The benchmark S&P 500 and Nasdaq wrapped up five straight sessions of gains on Monday, with the latter closing at a record level.
The conundrum of growing cases and rising stock prices indicates that the liquidity from monetary stimulus is overriding fears over the immediate impact of coronavirus on the economy, Giannotto said.
At 8:10 a.m. ET, Dow e-minis were down 205 points, or 0.78%. S&P 500 e-minis were down 20.5 points, or 0.65% and Nasdaq 100 e-minis were down 33 points, or 0.31%.
Novavax Inc jumped 33.8% as the U.S. government awarded $1.6 billion to the drugmaker to cover testing, commercialization and manufacturing of a potential coronavirus vaccine in the United States.

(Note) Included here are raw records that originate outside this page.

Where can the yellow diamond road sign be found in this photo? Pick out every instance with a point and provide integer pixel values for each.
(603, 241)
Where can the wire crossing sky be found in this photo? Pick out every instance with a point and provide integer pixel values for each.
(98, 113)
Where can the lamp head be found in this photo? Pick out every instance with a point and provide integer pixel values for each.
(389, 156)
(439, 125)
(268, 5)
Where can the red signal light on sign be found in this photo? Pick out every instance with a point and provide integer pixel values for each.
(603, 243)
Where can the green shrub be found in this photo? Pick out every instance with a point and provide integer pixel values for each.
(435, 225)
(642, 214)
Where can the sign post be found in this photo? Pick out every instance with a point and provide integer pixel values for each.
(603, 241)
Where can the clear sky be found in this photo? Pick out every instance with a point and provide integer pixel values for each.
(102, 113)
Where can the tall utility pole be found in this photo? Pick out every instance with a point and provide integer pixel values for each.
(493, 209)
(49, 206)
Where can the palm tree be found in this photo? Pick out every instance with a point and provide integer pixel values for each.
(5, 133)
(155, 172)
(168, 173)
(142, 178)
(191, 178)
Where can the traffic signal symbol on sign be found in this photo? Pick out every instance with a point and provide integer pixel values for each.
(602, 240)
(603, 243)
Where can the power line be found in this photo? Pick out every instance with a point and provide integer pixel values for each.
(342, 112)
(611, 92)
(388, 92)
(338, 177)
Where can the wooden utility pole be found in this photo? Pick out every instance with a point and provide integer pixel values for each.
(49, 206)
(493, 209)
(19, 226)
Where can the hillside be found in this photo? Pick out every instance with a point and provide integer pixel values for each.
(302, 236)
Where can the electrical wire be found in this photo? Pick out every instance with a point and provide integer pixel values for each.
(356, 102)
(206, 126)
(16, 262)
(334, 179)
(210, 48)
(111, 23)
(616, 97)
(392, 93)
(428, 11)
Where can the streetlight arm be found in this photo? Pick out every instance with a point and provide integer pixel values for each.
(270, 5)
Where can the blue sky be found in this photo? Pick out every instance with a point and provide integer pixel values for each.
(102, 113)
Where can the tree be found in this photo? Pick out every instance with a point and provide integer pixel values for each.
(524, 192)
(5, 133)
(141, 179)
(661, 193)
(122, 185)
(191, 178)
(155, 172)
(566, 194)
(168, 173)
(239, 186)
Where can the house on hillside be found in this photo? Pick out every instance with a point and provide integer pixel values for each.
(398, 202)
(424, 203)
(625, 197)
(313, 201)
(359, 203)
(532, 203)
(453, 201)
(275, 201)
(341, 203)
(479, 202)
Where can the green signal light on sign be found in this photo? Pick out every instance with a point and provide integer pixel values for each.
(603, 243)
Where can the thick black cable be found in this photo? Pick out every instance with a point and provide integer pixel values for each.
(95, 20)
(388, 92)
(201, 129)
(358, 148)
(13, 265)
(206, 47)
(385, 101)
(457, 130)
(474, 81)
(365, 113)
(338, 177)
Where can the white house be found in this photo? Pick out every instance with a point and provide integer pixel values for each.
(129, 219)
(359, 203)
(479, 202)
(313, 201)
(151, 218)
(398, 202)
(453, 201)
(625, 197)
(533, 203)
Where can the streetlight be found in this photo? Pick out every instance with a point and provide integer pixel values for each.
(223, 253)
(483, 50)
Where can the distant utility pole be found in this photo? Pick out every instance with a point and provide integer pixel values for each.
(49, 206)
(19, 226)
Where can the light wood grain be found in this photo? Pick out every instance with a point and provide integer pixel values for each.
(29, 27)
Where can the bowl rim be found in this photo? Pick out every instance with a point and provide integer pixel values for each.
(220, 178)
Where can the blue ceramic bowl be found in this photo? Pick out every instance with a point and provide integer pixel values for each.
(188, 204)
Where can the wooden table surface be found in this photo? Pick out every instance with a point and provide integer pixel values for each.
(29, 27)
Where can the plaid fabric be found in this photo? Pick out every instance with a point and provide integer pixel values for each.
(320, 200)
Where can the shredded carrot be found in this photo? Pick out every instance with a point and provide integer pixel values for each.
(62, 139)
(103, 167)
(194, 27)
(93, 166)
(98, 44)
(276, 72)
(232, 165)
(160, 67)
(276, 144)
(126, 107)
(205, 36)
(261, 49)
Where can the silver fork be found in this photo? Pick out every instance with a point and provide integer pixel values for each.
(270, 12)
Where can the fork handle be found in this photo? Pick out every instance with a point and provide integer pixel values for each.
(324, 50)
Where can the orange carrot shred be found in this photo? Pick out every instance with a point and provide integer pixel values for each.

Travel-related stocks, which were among the hardest hit during lockdowns, fell. United Airlines Holdings Inc and American Airlines Group Inc were down 2.6% and 2.3%, respectively.
Royal Caribbean Group and Norwegian Cruise Line Holdings Ltd also dropped about 1% each, even as they announced a joint task force to help develop safety standards for restarting their businesses. (Reporting by C Nivedita and Medha Singh in Bengaluru; Editing by Maju Samuel)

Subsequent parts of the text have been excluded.